Multiple sequence alignment of clusters 1 and 2.1 of DTMUV (DTMUV1 and DTMUV2.1). Members of DTMUV1 include AVM38076 (reference gene), PP507054 (derived from cell culture), and PP507052 (derived from the saliva of Cx. tritaeniorhynchus. Members of DTMUV2.1 include QBA86037 (reference gene), PP507053 (derived from cell culture), and PP507050 (derived from the saliva of Cx. tritaeniorhynchus). Black highlighting indicates identical residues; red indicates similar to consensus; no highlighting indicates different from consensus.

Fig. 3

Infections of DTMUV clusters 1 and 2.1 in Cx. tritaeniorhynchus. DTMUV1 and DTMUV2.1 were detected by qRT-PCR in the mosquito body (A), salivary gland (B), and saliva (C). Total RNA levels are expressed as log₁₀ DTMUV genome copy number per 250 ng. Each bar represents an average of 30 samples, totaling 180 samples per experiment. These results are from three experiments, and the data are presented as the mean ± standard error (SEM). Statistically significant differences between clusters 1 and 2.1 were analyzed using unpaired t-tests.
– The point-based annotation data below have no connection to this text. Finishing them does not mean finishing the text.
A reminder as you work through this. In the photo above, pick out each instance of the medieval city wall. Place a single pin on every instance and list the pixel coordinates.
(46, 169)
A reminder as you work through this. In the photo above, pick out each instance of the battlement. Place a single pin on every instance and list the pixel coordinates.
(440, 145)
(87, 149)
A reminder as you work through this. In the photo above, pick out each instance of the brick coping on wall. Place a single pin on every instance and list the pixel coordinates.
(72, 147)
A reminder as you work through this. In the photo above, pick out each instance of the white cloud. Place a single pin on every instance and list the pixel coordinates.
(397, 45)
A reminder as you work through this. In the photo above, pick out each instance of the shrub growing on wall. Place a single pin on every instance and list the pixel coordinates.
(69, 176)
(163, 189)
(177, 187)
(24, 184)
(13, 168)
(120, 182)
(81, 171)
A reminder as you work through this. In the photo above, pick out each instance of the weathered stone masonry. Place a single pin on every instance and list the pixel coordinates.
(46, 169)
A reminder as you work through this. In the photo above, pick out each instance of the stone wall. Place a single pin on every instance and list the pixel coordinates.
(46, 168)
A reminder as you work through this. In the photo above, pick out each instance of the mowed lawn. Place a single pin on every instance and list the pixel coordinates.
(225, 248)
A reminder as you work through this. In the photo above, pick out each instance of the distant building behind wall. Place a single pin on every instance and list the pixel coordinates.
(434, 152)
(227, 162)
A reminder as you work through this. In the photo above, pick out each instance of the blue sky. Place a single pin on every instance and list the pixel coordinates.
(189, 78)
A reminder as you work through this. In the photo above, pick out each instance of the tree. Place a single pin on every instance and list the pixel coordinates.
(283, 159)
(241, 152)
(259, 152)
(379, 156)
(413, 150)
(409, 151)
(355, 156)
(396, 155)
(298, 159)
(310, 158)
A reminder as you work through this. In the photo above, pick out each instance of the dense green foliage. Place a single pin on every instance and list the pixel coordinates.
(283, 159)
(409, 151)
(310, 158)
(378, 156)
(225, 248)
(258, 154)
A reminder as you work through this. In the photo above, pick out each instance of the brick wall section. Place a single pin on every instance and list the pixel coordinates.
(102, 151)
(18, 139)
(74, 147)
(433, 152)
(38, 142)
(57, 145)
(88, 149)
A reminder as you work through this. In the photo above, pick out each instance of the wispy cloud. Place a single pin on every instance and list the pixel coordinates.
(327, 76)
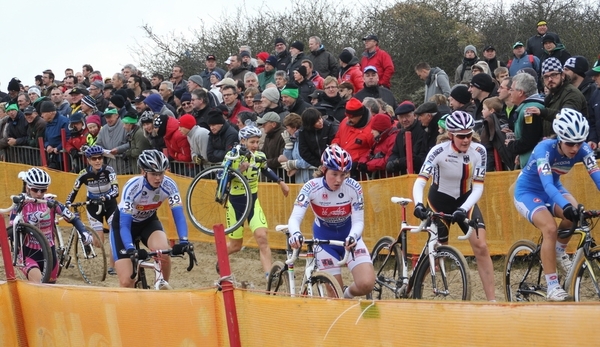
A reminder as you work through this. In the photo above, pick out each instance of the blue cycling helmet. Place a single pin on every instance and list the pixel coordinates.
(336, 158)
(94, 151)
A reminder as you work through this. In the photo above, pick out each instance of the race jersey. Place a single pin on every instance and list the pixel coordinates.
(337, 213)
(99, 184)
(258, 164)
(542, 172)
(454, 173)
(140, 202)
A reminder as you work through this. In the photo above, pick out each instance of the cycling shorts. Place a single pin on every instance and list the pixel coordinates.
(235, 208)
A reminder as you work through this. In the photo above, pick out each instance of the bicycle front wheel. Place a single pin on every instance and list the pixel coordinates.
(91, 259)
(278, 281)
(43, 255)
(388, 264)
(585, 284)
(207, 201)
(451, 279)
(523, 273)
(324, 285)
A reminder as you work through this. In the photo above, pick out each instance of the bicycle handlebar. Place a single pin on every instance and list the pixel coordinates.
(313, 242)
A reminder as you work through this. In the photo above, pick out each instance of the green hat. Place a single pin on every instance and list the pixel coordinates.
(129, 119)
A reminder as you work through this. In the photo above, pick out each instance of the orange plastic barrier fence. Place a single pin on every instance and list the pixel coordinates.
(504, 225)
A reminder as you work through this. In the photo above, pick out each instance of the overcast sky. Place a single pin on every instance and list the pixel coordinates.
(41, 34)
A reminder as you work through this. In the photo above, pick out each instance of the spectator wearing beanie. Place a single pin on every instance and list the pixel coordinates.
(384, 134)
(222, 137)
(196, 136)
(350, 70)
(297, 55)
(460, 99)
(305, 86)
(354, 134)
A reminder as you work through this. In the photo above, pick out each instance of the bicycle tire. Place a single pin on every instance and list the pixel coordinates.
(201, 206)
(278, 281)
(585, 283)
(91, 262)
(45, 249)
(324, 285)
(523, 273)
(388, 264)
(454, 282)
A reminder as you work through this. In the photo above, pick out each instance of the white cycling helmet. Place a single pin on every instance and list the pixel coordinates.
(36, 178)
(571, 126)
(459, 120)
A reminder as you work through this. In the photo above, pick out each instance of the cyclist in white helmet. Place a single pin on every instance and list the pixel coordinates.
(539, 184)
(458, 170)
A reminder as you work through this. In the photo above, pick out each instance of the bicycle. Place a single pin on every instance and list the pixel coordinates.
(449, 278)
(281, 278)
(142, 260)
(20, 233)
(523, 272)
(207, 197)
(91, 259)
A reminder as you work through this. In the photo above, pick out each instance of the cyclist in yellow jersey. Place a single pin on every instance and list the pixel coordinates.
(251, 166)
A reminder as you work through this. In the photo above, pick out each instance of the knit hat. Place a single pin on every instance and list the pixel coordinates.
(186, 97)
(302, 71)
(484, 82)
(551, 64)
(263, 56)
(14, 85)
(345, 56)
(405, 107)
(290, 90)
(461, 93)
(298, 45)
(117, 100)
(187, 121)
(271, 94)
(46, 106)
(355, 108)
(215, 117)
(94, 119)
(578, 64)
(381, 122)
(155, 102)
(470, 48)
(271, 60)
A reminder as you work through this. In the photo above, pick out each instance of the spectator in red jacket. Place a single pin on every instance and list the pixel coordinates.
(354, 134)
(384, 133)
(374, 56)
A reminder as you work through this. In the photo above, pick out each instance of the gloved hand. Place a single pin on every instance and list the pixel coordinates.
(289, 165)
(289, 144)
(296, 239)
(571, 213)
(459, 216)
(421, 211)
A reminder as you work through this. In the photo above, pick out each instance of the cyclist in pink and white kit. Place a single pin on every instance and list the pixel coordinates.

Asterisks (∗) indicate statistically significant differences: ∗∗∗∗P < 0.0001.

Fig. 4

Effects of DTMUV clusters 1 and 2.1 derived from Cx. tritaeniorhynchus saliva on BHK-21 cell cultures. A Different DTMUV clusters were analyzed by plaque and immunostaining assay including DTMUV1 from Cx. tritaeniorhynchus saliva-derived, DTMUV2.1 from Cx. tritaeniorhynchus saliva-derived, and Uninfected BHK-21 cells treated as control. B Variation in plaque-size of DTMUV1 and DTMUV2.1 derived from infected saliva. Compare the plaque size between clusters 1 and 2.1. C Concentrations of DTMUV1 and DTMUV2.1 from infected mosquito saliva were titrated using TCID₅₀ analysis. Each bar includes saliva from 90 samples, totaling 180 samples in this experiment. The results were performed in triplicate experiments, and the data are presented as the mean ± standard error (SEM). Statistically significant differences between groups were analyzed using an unpaired t-test. Asterisks (∗) indicate statistically significant differences: ∗P < 0.05, ∗∗∗P < 0.001.

Fig. 5

Innate immune response to DTMUV clusters 1 and 2.1 in Cx tritaeniorhynchus. Transcription levels of thioester-containing protein-3 of Culex tritaeniorhynchus (TEP3) (A), macroglobulin complement-related factor of Cx. tritaeniorhynchus (MCR) (B), and antimicrobial peptides (AMPs) within the salivary glands of Cx. tritaeniorhynchus infected with DTMUV1 and DTMUV2.1 (C). The results are from an experiment with three replications, and the data are presented as the mean ± standard error (SEM). Differences between groups were analyzed using unpaired t-tests. Asterisks (∗) indicate statistically significant differences: ∗P < 0.05, ∗∗P < 0.01, ∗∗∗∗P < 0.0001.

Fig. 6

Effect of innate immune on DTMUV1 and DTMUV2.1 within the salivary glands of Cx. tritaeniorhynchus.A-B Transcription levels of DTMUV1 (A) and CEC A, B, and C (B) of the DTMUV1- infected mosquitoes. C-D Transcription levels of DTMUV2.1 (C) and CEC A, B, and C (D) of the DTMUV2.1-infected mosquitoes. The data are presented as the mean ± standard error (SEM). Differences between groups were analyzed using unpaired t-tests. Asterisks (∗) indicate statistically significant differences: ∗∗∗P < 0.001, ∗∗∗∗P < 0.0001. Abbreviation: ns, non-significant.